Need to monitor all the linux kernel variables as possible

Support forum for Nagios Core, Nagios Plugins, NCPA, NRPE, NSCA, NDOUtils and more. Engage with the community of users including those using the open source solutions.
Locked
patricio.dorantes
Posts: 3
Joined: Tue Aug 13, 2013 10:54 am

Need to monitor all the linux kernel variables as possible

Post by patricio.dorantes »

Hi,

IDK if this is the right place to ask but, fb nagios Community Manager sent me here so, here I go:

I have a complex web environment with reverse proxy, web servers, application servers, and a lot of stuff that has a lot of traffic. I use Nagios to monitor all: Databases, WebServers, Proxy Servers, OS, etc. Recently I got A LOT of traffic on one node (300GiB/day). Everything is going smoothly except that the reverse proxy from time to time is reporting the next error:

Service Warning[08-12-2013 16:05:30] SERVICE ALERT: QROPC2FEDGE06;Web Container;WARNING;SOFT;1;HTTP WARNING: HTTP/1.1 400 Proxy Error: Unable to connect to remote host "2WEB06" or host not responding - URL "http://WEB06/wps/portal/!ut/p/a1/04_Sj9 ... Kd3R09",[b] errno: 111[/b] - 3012 bytes in 3.002 second response time

This is a direct error message from iptables, I know this because I changed the reject-with icmp-host-prohibited by reject-with icmp-port-unreachable. This happens from time to time so is not a misplaced rule. I checked the net.netfilter.nf_conntrack_count vs the net.netfilter.nf_conntrack_max, and it is not exceeded.

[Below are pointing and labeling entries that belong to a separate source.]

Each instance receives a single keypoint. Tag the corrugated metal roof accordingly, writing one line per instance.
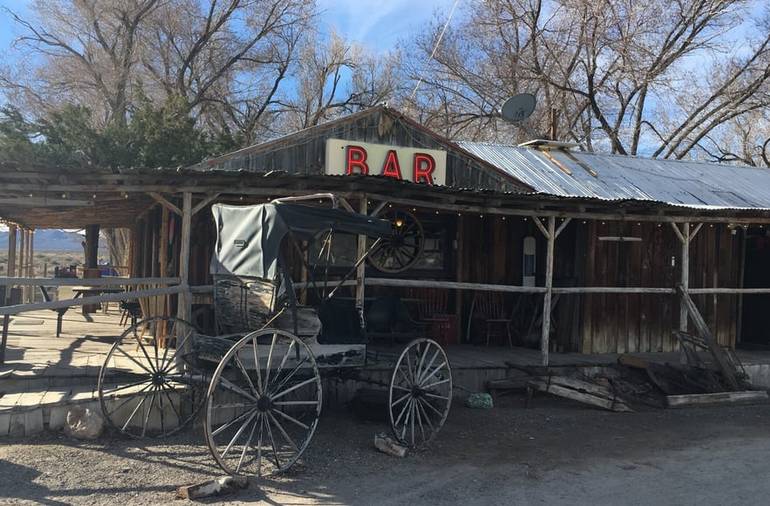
(700, 185)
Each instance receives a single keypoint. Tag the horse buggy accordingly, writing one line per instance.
(257, 384)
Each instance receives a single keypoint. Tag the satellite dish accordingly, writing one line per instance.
(519, 107)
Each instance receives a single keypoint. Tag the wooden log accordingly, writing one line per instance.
(633, 361)
(579, 396)
(713, 399)
(112, 297)
(703, 331)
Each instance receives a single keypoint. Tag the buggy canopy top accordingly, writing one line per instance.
(249, 237)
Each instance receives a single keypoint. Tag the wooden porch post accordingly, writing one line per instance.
(184, 309)
(11, 251)
(546, 331)
(685, 274)
(361, 269)
(31, 266)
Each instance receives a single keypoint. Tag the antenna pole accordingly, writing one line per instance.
(554, 123)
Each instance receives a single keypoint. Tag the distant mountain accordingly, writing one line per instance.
(51, 240)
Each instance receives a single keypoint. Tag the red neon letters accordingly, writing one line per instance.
(423, 165)
(356, 157)
(392, 168)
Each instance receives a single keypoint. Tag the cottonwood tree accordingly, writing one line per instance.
(228, 59)
(80, 52)
(335, 77)
(629, 77)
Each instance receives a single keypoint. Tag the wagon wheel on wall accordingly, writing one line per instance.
(420, 393)
(148, 386)
(403, 249)
(259, 420)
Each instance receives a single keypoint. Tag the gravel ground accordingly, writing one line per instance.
(555, 452)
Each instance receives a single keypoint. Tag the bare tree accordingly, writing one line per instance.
(228, 59)
(336, 77)
(628, 77)
(88, 53)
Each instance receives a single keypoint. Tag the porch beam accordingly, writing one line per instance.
(361, 268)
(184, 306)
(165, 203)
(11, 269)
(546, 330)
(206, 201)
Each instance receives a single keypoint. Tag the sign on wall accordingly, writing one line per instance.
(411, 164)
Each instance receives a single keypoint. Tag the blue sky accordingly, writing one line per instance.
(378, 24)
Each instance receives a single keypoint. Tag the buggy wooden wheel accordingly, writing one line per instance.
(147, 385)
(260, 418)
(402, 249)
(420, 393)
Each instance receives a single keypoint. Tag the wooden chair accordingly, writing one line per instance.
(59, 312)
(433, 313)
(489, 307)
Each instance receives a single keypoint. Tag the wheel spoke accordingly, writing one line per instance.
(166, 390)
(139, 405)
(149, 412)
(232, 387)
(431, 406)
(259, 444)
(130, 398)
(179, 347)
(272, 443)
(162, 416)
(269, 359)
(246, 375)
(283, 361)
(421, 380)
(403, 410)
(291, 374)
(238, 433)
(231, 422)
(292, 388)
(283, 432)
(248, 444)
(402, 398)
(143, 367)
(411, 420)
(437, 369)
(123, 387)
(291, 419)
(406, 420)
(256, 364)
(296, 403)
(427, 418)
(437, 383)
(144, 351)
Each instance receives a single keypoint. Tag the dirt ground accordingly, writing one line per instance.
(553, 453)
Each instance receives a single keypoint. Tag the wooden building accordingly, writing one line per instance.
(491, 217)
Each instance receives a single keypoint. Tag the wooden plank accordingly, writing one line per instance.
(11, 270)
(705, 334)
(546, 329)
(746, 396)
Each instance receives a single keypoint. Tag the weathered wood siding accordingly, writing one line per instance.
(304, 153)
(609, 323)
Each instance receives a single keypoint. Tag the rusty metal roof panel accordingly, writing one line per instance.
(692, 184)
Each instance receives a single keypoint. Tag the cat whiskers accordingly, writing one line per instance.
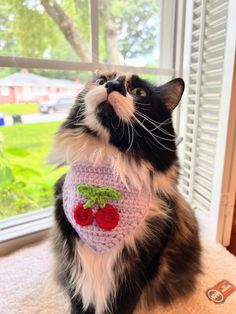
(157, 125)
(155, 137)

So... Could anyone here could tell me some directions on what to monitor?

Thanks in advance!
abrist
Red Shirt
Posts: 8334
Joined: Thu Nov 15, 2012 1:20 pm

Re: Need to monitor all the linux kernel variables as possib

Post by abrist »

Error 400 is usually a bad or malformed request. Do you actually want to monitor kernel variables, http requests and errors, or something else?
Kernel variables would be monitored by checking against /proc and /sys while http requests would require using tcpflow/dump and/or additional GETs.
Former Nagios employee
"It is turtles. All. The. Way. Down. . . .and maybe an elephant or two."
VI VI VI - The editor of the Beast!
Come to the Dark Side.
patricio.dorantes
Posts: 3
Joined: Tue Aug 13, 2013 10:54 am

Re: Need to monitor all the linux kernel variables as possib

Post by patricio.dorantes »

abrist wrote:Error 400 is usually a bad or malformed request. Do you actually want to monitor kernel variables, http requests and errors, or something else?
Kernel variables would be monitored by checking against /proc and /sys while http requests would require using tcpflow/dump and/or additional GETs.
Thank you for your reply. The 400 is the reply that the proxy replies on backend's error. I would like to monitor kernel variables, I found out that /proc/net/sockstat gives some information about sockets used, and memory usage. I got something like: inuse 25 orphan 8 tw 548 alloc 99 mem 31, so It seems that sockets' memory usage is not the problem.

=) Thank you
abrist
Red Shirt
Posts: 8334
Joined: Thu Nov 15, 2012 1:20 pm

Re: Need to monitor all the linux kernel variables as possib

Post by abrist »

No problem. How what type of usage does the server you are checking see on average? Error 400s can be hard to hunt down, do any other checks to this server, or any of your otehr checks in general fail with a 400 as well? Are both the nagios server and the checked host residing on the same network?
Former Nagios employee
"It is turtles. All. The. Way. Down. . . .and maybe an elephant or two."
VI VI VI - The editor of the Beast!
Come to the Dark Side.
patricio.dorantes
Posts: 3
Joined: Tue Aug 13, 2013 10:54 am

Re: Need to monitor all the linux kernel variables as possib

Post by patricio.dorantes »

1
abrist wrote:No problem. How what type of usage does the server you are checking see on average? Error 400s can be hard to hunt down, do any other checks to this server, or any of your otehr checks in general fail with a 400 as well? Are both the nagios server and the checked host residing on the same network?
Hi!
Yes both servers reside on the same network, in a matter of fact I have 2 different networks 1 for monitoring a 192.168.0.x and one for data exchange between proxy server and http server. Sorry if i didn't catch up your first question very well, if I understood: The server that reports the 400 has about 2.5k concurrent users, the http server that is behind it has like 150 worker threads busy and 2350 idle... so is not a matter of avilable worker threads. The other nrpe checks doesn't fail, I measure I/O... <1% CPU <39% mem<60%, HDD<65%, Bandwith >1MiBps < 4.5MiBps and NETSTATS, 200<established<1500

It seems like everything is ok :S
abrist
Red Shirt
Posts: 8334
Joined: Thu Nov 15, 2012 1:20 pm

Re: Need to monitor all the linux kernel variables as possib

Post by abrist »

Fair enough. You may want to increase the timeout on the check if it is relatively short. Sound like things are behaving normally for now. We are here to help when you have future problems. Have a good week.
Former Nagios employee
"It is turtles. All. The. Way. Down. . . .and maybe an elephant or two."
VI VI VI - The editor of the Beast!
Come to the Dark Side.
Locked